Traditioneel taalonderwijs
Thematisch-cursorisch taalonderwijs
Taal bij alle vakken
Communicatief taalonderwijs
Whole language benadering
Strategisch taalonderwijs
Taakgericht taalonderwijs
Interactief taalonderwijs
Traditioneel onderwijs
Bij traditioneel onderwijs wordt taal gezien als een belangrijke drager van onze cultuur. In het traditionele
onderwijs ligt de nadruk op schriftelijke vaardigheden, en daarbinnen op vormaspecten.
De ontleding in zinsdelen (redekundige ontleding) en de benoeming van woordsoorten (taalkundige ontleding)
zoals vroeger op universiteiten werd beoefend, werd en wordt op basisscholen veel makkelijker aangeboden
dan voorheen.
Bij schrijven ligt een sterk accent op de vorm van taal, met name op spelling.
Bij lezen ligt een nadruk op de techniek van het lezen; leestechniek, leesbegrip en leesbeleving worden precies
uit elkaar gehouden. Er is weinig aandacht voor de domeinen spreken en luisteren.
Een voordeel van taalonderwijs vanuit deze visie is dat het overzichtelijk is: verdeeld in deelaspecten
die los van elkaar zijn te bekijken en te analyseren.
Een nadeel is dat de aandacht voor de verschillende domeinen van het taalonderwijs niet evenwichtig is. Het
accent ligt op gemakkelijk meetbare aspecten van taal.

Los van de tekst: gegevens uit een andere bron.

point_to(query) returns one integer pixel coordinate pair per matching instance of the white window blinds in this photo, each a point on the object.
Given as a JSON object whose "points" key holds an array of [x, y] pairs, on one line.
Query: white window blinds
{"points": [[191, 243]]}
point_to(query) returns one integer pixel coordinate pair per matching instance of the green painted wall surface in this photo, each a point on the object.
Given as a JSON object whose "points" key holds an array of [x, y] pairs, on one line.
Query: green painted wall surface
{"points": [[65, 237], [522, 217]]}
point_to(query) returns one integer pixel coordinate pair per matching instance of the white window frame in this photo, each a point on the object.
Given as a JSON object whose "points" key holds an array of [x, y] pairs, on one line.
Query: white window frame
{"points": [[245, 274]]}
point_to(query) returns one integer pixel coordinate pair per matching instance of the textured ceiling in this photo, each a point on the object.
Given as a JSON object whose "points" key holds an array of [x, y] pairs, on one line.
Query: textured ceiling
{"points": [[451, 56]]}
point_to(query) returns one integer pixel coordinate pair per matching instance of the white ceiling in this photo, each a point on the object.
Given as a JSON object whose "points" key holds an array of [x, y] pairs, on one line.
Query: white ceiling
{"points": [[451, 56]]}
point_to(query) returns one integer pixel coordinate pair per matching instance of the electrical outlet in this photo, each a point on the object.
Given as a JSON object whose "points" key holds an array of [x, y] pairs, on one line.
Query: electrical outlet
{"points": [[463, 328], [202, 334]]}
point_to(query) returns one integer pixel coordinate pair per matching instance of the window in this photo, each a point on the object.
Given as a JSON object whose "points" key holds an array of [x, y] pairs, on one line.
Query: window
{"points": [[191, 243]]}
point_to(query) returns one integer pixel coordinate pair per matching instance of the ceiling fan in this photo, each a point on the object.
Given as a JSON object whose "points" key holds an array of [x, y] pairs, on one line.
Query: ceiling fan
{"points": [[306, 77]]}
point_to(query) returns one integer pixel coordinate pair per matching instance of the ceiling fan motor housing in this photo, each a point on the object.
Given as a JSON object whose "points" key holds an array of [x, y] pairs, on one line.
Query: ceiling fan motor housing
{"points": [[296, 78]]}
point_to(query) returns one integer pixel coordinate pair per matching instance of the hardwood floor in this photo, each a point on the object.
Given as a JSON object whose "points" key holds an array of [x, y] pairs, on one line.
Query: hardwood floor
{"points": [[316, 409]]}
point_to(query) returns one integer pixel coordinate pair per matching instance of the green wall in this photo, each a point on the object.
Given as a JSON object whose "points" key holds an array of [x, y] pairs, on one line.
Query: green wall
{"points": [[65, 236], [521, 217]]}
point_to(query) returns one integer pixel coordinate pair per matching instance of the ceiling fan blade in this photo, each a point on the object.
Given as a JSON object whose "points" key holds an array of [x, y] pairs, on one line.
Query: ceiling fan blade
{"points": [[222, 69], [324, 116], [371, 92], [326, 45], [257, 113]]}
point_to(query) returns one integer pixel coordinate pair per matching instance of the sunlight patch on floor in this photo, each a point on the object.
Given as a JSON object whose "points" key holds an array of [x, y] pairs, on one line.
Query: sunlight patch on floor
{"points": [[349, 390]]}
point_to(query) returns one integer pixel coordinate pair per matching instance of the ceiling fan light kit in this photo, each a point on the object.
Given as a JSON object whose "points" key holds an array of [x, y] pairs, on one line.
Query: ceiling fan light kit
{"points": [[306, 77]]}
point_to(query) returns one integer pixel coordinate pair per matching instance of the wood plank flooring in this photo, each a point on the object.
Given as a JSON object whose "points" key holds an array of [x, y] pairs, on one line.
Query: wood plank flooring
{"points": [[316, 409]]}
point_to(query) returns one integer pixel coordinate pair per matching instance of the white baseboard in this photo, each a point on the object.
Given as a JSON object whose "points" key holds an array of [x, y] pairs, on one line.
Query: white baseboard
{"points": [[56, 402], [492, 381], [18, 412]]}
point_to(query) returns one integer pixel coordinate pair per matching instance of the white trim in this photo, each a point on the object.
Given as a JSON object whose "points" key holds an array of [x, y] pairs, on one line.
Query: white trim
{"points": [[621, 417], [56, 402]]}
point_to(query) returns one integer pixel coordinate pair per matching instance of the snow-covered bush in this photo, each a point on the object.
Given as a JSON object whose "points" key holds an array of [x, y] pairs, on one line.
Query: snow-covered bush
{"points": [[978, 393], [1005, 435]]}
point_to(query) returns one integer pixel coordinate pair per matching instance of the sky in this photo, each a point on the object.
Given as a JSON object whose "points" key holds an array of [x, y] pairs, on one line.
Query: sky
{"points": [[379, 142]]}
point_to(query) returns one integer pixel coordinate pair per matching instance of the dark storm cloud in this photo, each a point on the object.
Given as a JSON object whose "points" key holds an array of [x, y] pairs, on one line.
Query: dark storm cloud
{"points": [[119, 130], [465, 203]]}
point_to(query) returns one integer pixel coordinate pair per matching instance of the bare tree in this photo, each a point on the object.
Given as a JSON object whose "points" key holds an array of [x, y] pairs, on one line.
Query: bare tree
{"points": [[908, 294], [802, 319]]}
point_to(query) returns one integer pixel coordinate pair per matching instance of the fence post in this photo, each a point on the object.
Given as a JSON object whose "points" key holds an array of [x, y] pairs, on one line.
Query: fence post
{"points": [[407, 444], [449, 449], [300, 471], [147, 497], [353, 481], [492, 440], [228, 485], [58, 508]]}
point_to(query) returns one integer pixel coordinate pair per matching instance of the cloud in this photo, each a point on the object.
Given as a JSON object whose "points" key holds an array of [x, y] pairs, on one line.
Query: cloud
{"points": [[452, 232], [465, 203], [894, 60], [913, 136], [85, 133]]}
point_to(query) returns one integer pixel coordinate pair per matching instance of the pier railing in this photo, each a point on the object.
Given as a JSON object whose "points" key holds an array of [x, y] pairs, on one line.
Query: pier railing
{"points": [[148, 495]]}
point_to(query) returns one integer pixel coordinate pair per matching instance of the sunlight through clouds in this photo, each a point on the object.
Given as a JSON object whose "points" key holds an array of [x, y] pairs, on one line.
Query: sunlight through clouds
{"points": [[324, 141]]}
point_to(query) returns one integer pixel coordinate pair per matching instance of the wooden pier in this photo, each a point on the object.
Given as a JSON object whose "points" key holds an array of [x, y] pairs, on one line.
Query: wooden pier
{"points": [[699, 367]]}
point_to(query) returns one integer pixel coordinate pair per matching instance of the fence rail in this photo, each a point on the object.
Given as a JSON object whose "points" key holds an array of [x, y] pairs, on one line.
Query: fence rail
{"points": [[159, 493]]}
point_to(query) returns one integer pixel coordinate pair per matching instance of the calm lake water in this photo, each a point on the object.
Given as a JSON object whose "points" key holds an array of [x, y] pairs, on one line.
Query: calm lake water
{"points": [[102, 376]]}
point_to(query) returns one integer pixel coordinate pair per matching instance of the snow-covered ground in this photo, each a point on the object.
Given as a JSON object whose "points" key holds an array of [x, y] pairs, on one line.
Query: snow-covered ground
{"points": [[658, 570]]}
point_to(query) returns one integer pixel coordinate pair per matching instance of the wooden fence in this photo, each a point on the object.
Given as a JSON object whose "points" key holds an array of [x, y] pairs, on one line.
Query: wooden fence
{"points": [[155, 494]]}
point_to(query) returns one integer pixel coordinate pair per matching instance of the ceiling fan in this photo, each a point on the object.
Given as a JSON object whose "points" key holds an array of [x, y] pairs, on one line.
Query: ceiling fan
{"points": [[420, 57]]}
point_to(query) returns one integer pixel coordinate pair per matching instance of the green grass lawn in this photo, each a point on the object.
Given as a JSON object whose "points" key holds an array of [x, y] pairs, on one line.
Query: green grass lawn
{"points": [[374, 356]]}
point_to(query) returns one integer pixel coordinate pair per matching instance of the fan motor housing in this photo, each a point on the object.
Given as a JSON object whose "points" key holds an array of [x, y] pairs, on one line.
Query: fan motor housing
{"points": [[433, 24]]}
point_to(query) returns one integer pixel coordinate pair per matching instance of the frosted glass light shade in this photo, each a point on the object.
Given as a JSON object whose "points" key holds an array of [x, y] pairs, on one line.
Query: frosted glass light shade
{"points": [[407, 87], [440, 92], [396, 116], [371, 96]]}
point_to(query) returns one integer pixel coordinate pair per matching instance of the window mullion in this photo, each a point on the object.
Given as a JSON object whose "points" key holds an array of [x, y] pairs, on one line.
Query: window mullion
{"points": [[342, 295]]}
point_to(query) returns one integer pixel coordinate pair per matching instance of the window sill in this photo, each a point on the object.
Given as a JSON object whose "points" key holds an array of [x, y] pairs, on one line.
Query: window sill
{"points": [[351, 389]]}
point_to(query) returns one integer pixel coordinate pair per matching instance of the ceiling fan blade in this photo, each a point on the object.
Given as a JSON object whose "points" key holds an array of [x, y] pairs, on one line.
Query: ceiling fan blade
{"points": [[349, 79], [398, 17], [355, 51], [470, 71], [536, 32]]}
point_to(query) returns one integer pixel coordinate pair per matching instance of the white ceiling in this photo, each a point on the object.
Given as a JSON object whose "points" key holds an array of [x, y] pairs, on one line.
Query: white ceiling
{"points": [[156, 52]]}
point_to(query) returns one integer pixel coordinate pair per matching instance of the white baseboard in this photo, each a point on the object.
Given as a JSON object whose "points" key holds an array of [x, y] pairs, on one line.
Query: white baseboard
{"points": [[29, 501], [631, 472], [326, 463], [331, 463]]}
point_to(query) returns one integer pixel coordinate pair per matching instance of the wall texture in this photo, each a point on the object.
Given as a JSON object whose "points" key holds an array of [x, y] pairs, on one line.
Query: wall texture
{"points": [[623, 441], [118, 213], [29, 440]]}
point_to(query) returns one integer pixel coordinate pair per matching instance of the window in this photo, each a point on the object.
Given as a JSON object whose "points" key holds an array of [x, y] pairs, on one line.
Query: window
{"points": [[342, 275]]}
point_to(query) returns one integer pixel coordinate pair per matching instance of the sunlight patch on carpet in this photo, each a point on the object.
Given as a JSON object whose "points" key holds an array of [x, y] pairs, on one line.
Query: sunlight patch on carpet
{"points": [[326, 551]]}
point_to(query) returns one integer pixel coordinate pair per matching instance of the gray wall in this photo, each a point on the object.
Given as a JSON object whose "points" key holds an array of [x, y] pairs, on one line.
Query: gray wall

Thematisch – cursorisch taalonderwijs
Het uitgangspunt van thematisch-cursorisch taalonderwijs is dat leerlingen vooral taal leren door taal te
gebruiken in zinvolle gebruikssituaties. Leerlingen werken zoveel mogelijk vanuit thema’s met taal.
Naast thematische activiteiten zijn er cursorische activiteiten waarbij leerlingen vak onderdelen oefenen die
wel belangrijk worden geacht, bijvoorbeeld technisch lezen, spelling en grammatica.
Een voordeel van het werken vanuit deze visie is dat leerlingen in de thema’s bezig kunnen zijn met activiteiten
die ze zelf als zinvol ervaren.
Nadelen die wel worden genoemd zijn, dat het thematisch werken veel tijd kost, waardoor de balans tussen
cursorisch werken en thematisch werken ongelijk is.
Deze visie op taalonderwijs kwam op vanaf de jaren zeventig, toen in de samenleving het accent kwam te
liggen op individuele zelfontplooiing en maatschappelijke bewustwording. De hoofdkenmerken zijn nog steeds
terug te vinden in de huidige taalmethoden.
Taal bij alle vakken
Taal gebruik je voor het leren van nieuwe inhouden en voor het verkrijgen van nieuwe inzichten. De leerkracht
is sterk gericht op de interactie in de groep. De bedoeling is daarvan dat de leerlingen in de gelegenheid te
stellen om te leren in klassikaal verband of in kleinere groepen.
Een voordeel van het werken vanuit deze visie is dat leerlingen taal gebruiken in een situatie die voor het
betekenisvol is, maar ook transferproblemen worden zo voorkomen. Strategieën die aangeleerd worden bij
begrijpend lezen zijn dan geen doel opzich, maar een middel dat bij andere vakken kan worden ingezet. Een
nadeel kan zijn dat bepaalde taalonderdelen daardoor niet goed tot stand komen.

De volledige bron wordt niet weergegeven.